Ateş Düştüğü Notayı Yakar (Müzisyene Mektup)

Yine karabulutların başımızın üstünde yeri var. Malum Ankara’da gerçekleşen hain terör saldırısı…(ŞUBAT 2016) Terörün hain olmayanı var mı, onu da bilmiyorum ama bu kez aynı lanetlemeleri yazmaktan da sıkıldık. İnsan herşeye alışıyor derler ya, cenaze namazlarına bağışıklık kazanmış durumdayız ne acı ki…

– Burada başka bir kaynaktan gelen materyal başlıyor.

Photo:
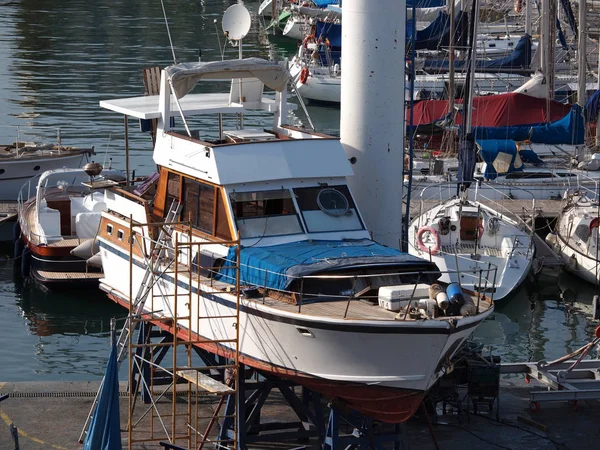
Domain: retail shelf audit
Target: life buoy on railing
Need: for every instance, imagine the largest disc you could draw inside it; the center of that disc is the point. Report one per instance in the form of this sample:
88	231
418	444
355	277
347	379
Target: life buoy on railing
308	39
436	237
304	75
479	230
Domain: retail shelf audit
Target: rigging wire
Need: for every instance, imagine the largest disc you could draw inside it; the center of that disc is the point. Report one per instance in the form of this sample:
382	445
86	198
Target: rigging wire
168	31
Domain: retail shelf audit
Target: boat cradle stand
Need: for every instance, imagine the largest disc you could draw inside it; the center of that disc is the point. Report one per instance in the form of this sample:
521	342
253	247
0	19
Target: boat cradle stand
570	380
336	430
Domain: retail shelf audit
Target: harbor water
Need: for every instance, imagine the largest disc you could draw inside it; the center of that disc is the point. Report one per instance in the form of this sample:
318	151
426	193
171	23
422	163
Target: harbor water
58	60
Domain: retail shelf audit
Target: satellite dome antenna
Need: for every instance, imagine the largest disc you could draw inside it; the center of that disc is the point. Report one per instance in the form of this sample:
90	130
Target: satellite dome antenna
236	24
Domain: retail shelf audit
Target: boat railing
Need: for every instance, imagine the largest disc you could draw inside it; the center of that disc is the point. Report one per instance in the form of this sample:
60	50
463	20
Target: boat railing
587	187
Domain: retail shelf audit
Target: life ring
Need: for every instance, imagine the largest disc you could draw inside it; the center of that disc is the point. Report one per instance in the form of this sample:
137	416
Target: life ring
479	230
436	237
307	39
304	75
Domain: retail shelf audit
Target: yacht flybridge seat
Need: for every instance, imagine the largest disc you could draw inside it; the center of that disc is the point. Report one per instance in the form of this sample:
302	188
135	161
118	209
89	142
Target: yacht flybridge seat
286	266
248	78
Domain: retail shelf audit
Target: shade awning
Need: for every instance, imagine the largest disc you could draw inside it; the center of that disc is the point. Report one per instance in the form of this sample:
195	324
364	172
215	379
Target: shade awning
185	76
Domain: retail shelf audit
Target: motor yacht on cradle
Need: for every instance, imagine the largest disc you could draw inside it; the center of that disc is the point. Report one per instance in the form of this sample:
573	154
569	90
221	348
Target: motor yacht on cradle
325	306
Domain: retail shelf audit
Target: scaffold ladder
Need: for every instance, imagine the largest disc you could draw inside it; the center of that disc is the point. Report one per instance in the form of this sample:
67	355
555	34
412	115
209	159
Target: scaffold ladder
162	244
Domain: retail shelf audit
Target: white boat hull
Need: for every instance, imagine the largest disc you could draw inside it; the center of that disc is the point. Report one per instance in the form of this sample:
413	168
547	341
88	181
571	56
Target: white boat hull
16	172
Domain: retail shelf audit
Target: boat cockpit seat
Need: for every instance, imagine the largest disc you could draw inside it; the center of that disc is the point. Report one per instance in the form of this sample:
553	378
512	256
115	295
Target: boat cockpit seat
469	227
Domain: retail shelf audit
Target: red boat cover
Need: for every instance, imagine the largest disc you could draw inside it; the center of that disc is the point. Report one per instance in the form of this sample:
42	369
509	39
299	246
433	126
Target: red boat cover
493	110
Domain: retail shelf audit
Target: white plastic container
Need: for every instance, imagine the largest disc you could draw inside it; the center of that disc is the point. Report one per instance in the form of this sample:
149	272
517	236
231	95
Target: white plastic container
393	298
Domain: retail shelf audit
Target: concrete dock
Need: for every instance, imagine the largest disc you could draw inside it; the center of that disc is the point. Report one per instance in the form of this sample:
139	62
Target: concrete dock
51	415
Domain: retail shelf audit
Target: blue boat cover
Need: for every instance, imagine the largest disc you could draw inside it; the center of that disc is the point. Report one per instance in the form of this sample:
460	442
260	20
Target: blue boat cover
520	58
425	3
105	427
277	266
592	106
325	3
331	31
501	157
568	130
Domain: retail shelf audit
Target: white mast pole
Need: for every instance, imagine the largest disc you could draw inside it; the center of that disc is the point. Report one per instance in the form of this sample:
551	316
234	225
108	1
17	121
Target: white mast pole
528	17
372	111
581	50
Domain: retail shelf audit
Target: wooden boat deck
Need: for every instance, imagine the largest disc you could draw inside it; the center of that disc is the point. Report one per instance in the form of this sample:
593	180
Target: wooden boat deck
70	275
348	309
519	208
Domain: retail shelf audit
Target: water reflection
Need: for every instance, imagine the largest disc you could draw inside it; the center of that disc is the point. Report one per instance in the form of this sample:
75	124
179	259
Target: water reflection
542	321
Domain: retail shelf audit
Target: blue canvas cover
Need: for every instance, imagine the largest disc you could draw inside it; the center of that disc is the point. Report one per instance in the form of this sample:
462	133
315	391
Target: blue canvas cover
425	3
492	151
520	58
277	266
569	130
324	3
436	34
104	432
592	106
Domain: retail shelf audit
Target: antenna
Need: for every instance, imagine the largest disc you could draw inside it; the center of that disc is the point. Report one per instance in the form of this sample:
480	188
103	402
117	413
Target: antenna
236	23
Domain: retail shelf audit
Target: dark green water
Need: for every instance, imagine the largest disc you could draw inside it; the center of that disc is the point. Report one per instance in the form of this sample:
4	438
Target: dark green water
58	59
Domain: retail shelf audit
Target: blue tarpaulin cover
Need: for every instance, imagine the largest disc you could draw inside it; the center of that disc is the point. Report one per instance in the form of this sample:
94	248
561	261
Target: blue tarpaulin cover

Toplumsal bilincimiz bile erozyona uğramış durumda, herkeste kelimelerin kifayetsizliğinden doğan bir nutuk tutulması ve derin bir sessizlik. Ateş, artık düştüğü yeri değil, etrafını da yakıyor. İlk mağduriyet, yine sanat tarafından kucaklandı. Az evvel, iptal olan konserleri dolayısıyla, kirasını ödeyemeyen bir müzisyen arkadaşımla konuştuk. Eskilerin alışkanlığı, yastık altında kefen parası tutma geleneği, tüm müzisyenler için olmazsa olmaz bir gereklilik artık. Kenarda köşede, ”terör dolayısıyla duran hayat’’ ihtimaline karşı, terör parası bulundurmak gerekiyor. Ancak, ne sigortası ne de garantisi olan bir meslek olma dolayısıyla, bizim ülkemizde bu mümkün değil. Müzisyen emeğinin karşılığını iş bitiminde, hatta bir kaç gün ertelemeyle aldığından dolayı, kenara para ayırabilmesi için, mutlaka ek iş yapıyor olması gerekmekte.

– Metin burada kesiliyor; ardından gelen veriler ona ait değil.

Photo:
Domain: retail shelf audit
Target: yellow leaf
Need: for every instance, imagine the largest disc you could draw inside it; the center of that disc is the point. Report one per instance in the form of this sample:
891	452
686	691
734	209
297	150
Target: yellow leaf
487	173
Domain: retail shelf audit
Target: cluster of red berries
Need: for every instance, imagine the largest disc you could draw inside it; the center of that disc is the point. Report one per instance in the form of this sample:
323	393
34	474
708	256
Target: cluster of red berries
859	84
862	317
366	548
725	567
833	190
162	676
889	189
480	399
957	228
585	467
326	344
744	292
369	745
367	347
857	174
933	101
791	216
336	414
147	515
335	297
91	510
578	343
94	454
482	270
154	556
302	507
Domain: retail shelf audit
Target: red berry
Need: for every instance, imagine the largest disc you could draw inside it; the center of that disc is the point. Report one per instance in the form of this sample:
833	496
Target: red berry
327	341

Eskiden, ‘’müzisyenim’’ dediğimde, ‘’ başka ne iş yapıyorsun?’’ başlıklı sığ sorulara oldukça öfkelenir, müzisyen olmanın nasıl böyle baside indirgendiğine dair hayretler içerisinde kalırdım. Oysa bu soru, soranın değil, sorduranın suçuymuş meğer. Önüne gelenin sanatçı ilan edildiği bir ülkede, çok da kızılacak bir soru değilmiş. Nereden bilsinler ki, müzik öğrenmek, bir ömür işi, nereden bilsinler ki, sadece armoni bilgisi için yıllarının eğitimle geçtiğini… İki dijital sesle şarkı yaptım diye ortaya çıkanların memleketinde, sen ‘’müzisyenim” dediğinde, komşunun manken kızı da müzisyen sayılıyorken, ne bu sorulara, ne de terör dolayısıyla duran meslek hayatına şaşırmamak lazım artık. Varsa paran, en dandirik şarkın, bazı müzik kanallarında günde 10 defa dönebiliyor nasılsa. Dolara endeksli bir düzenekte, nasıl müzik yaptığının önemi olmadan, başarını faturalandırabiliyorlar, ne ala memleket! Sen, bunca yıllık müzikal birikiminle, yaşanmışlıklarınla yazdığın şarkılara paha biçemezken, senin kariyerinin ederi, bazı kanalların günlük döndürme tarifesiyle eş değer. ”Müziği değil terörü sustur” diye çırpınışlarımız da nafile bu durumda. Terörün alası, birilerinin damarlarındaki anemide mevcud, her daim!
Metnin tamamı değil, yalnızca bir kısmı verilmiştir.